Colin Dale Park in Manukau has been touted as one option, though its suitability has been questioned, while Brooks said there was another (undisclosed) venue under consideration and the RFA was "hopeful of finalising the decision in the next few months."

Springs Speedway spokesperson Greg Mosen is keeping an open mind.

"We are in the middle of our best season in years," said Mosen, who projects a cumulative attendance of 120,000. "We have been here 88 years - that's longer than the Farmers Christmas Parade has been going - and it's a great venue. But we want a long-term solution and if it is viable we are all ears."

The RFA estimates that the full transformation of Western Springs will take two years beyond speedway's exit, though the cricket oval itself could be completed in six months.

AFL is also a key component of the plan, with Brooks' vision for regular season matches in Auckland.

"Auckland is part of the AFL's international strategy," said Brooks. "We have had really good discussions with them and St Kilda. We would be hopeful of getting two or three games from St Kilda on an annual basis."

Although AFL didn't last in Wellington - crowds dived after the first year's novelty value - Brooks is optimistic.
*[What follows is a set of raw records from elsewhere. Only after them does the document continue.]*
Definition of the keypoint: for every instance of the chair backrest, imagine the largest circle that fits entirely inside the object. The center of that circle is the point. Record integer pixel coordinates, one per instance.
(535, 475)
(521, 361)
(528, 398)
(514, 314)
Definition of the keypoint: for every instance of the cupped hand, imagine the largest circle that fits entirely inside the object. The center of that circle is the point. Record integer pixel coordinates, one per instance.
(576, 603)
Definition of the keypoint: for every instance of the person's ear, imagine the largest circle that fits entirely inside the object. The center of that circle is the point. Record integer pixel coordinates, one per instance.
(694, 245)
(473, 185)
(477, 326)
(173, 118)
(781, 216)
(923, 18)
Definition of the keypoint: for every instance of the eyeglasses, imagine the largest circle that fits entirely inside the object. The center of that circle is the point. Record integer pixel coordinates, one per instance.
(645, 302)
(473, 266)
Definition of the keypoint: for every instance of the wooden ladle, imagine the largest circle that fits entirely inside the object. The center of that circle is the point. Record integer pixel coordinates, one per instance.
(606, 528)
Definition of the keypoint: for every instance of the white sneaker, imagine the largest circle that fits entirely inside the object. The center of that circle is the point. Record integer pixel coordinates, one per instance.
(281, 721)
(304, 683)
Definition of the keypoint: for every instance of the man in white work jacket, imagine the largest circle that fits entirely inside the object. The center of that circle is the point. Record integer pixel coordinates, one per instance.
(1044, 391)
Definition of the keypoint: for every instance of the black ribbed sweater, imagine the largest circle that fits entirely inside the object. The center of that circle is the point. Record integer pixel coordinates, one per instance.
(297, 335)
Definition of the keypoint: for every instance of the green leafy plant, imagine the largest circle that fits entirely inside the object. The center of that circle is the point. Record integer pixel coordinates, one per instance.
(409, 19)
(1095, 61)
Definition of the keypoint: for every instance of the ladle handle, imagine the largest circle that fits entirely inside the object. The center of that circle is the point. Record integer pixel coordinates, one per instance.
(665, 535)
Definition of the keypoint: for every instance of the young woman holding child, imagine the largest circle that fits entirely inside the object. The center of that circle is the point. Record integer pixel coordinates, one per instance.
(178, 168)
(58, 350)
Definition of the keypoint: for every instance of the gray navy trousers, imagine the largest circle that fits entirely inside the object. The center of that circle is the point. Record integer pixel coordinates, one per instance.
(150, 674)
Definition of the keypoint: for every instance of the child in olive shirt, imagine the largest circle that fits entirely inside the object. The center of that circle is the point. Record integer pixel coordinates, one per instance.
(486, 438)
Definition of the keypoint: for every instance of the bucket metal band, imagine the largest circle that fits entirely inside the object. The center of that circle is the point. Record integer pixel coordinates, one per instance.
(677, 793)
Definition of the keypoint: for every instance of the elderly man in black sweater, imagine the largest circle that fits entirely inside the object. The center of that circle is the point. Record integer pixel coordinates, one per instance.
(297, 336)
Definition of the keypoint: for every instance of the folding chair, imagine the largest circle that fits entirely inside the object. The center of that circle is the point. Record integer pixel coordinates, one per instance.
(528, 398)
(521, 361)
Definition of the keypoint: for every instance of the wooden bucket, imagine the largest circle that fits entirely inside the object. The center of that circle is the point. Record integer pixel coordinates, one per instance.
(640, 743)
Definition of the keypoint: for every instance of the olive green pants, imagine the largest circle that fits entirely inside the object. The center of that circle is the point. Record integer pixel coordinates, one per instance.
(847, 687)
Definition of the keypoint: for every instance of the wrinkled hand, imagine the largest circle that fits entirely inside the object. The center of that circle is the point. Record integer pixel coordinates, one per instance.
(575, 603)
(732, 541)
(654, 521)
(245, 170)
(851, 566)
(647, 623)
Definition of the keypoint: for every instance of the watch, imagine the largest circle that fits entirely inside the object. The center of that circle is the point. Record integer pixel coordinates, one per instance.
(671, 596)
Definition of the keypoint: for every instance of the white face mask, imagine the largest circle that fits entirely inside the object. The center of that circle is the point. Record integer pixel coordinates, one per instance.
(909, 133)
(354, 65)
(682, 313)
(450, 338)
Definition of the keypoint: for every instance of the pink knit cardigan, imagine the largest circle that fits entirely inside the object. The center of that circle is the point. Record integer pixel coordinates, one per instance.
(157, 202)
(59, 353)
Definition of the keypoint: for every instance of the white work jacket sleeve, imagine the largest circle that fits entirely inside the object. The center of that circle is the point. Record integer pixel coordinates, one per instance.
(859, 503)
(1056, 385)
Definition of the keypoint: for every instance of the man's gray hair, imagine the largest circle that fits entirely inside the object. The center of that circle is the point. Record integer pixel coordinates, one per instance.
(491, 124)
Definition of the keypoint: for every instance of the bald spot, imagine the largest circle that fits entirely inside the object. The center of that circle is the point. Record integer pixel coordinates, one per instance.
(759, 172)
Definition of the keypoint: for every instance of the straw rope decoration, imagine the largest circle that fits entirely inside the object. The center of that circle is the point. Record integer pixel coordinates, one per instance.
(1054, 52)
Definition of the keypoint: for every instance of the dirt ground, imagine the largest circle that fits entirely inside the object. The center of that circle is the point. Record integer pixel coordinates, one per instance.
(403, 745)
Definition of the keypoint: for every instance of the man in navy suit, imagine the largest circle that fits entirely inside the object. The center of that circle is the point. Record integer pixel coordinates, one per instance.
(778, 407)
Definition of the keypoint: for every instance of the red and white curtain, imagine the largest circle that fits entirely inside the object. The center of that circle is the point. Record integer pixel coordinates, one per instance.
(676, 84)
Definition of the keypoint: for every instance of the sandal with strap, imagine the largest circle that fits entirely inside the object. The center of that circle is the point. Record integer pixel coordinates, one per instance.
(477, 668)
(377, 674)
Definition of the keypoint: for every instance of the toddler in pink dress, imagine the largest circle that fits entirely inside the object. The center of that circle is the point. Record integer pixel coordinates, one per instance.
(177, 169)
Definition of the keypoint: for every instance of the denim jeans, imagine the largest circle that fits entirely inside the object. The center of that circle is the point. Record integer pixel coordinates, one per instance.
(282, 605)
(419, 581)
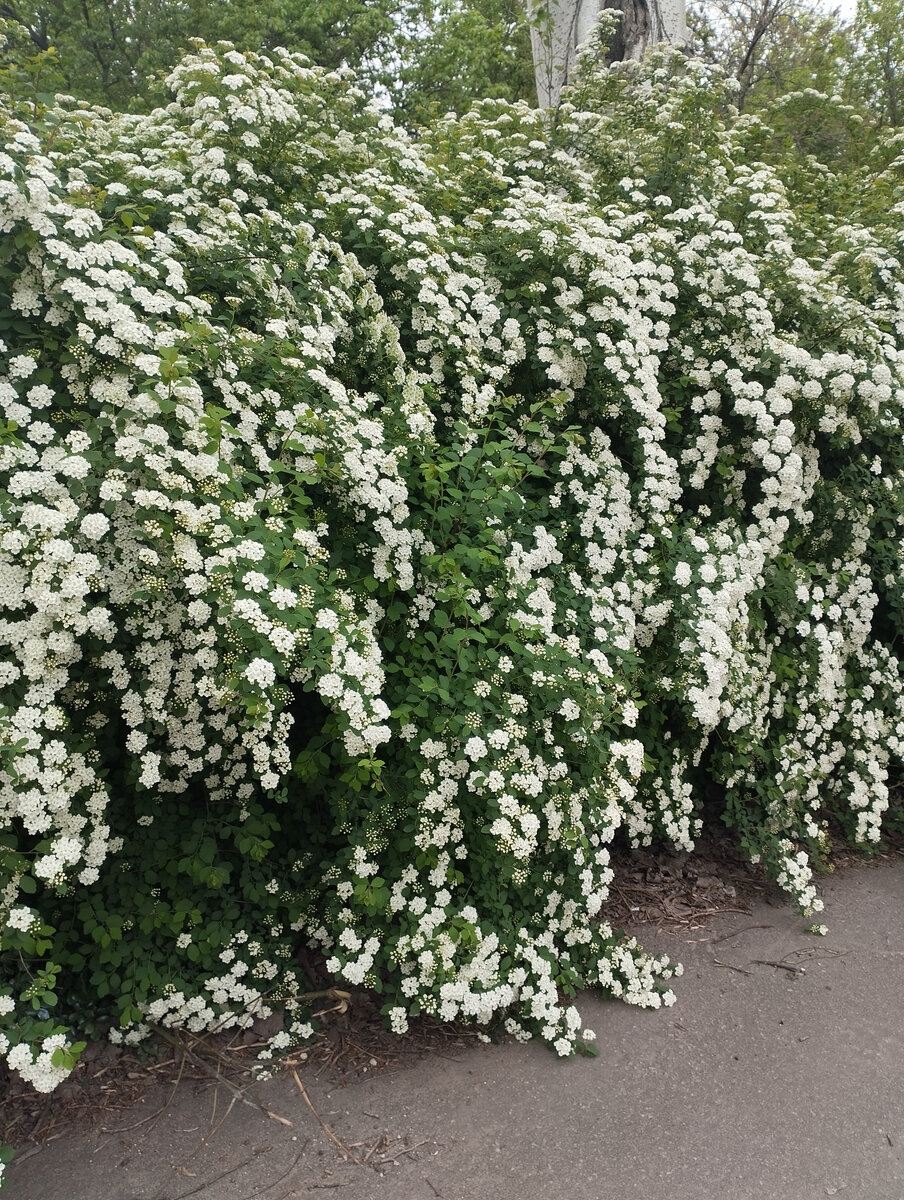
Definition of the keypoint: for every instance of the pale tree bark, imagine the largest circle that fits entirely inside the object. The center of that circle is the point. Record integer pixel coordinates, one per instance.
(561, 27)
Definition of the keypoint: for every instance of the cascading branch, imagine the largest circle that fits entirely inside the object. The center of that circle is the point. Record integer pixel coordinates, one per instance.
(387, 525)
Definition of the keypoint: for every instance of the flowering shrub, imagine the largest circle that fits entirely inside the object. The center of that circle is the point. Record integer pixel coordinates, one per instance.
(388, 525)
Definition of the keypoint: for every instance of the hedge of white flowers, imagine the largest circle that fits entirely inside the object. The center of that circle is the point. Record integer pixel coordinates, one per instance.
(388, 525)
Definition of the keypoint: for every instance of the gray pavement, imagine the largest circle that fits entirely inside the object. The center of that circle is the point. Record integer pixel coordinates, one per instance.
(760, 1084)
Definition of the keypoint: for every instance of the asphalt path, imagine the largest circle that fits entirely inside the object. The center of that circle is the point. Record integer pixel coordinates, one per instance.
(778, 1075)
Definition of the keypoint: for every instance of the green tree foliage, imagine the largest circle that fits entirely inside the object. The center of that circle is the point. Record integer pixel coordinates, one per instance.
(454, 52)
(771, 47)
(106, 51)
(876, 71)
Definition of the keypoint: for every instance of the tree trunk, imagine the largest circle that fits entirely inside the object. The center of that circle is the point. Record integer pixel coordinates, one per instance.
(560, 27)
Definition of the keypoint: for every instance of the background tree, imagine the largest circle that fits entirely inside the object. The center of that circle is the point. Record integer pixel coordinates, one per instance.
(453, 52)
(107, 49)
(771, 47)
(876, 75)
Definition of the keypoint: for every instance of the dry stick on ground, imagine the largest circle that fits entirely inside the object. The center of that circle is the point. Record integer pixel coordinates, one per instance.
(238, 1093)
(736, 933)
(323, 1125)
(731, 967)
(160, 1111)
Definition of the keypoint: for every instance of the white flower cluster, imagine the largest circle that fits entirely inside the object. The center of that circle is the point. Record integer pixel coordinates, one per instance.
(390, 525)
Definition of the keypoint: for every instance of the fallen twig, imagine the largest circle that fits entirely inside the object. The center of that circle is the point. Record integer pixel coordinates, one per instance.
(736, 933)
(782, 966)
(323, 1125)
(730, 966)
(405, 1150)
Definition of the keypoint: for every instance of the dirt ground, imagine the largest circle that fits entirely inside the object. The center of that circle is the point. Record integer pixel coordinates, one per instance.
(778, 1074)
"Auckland is an entirely different proposition," he said. "There is a bigger population base, better flight connections and the AFL are keen to fully support and invest."

The final piece of the jigsaw, according to Brooks, is a "national football stadium", where rugby, league and football could be housed. The debate will boil down to a new stadium - perhaps downtown - or pouring yet more hundreds of millions into another Eden Park makeover.

"The city needs to look at where it makes its next investment into a rectangular stadium," said Brooks.

If that eventuates before 2028, the Warriors could be on the move before the end of their current lease.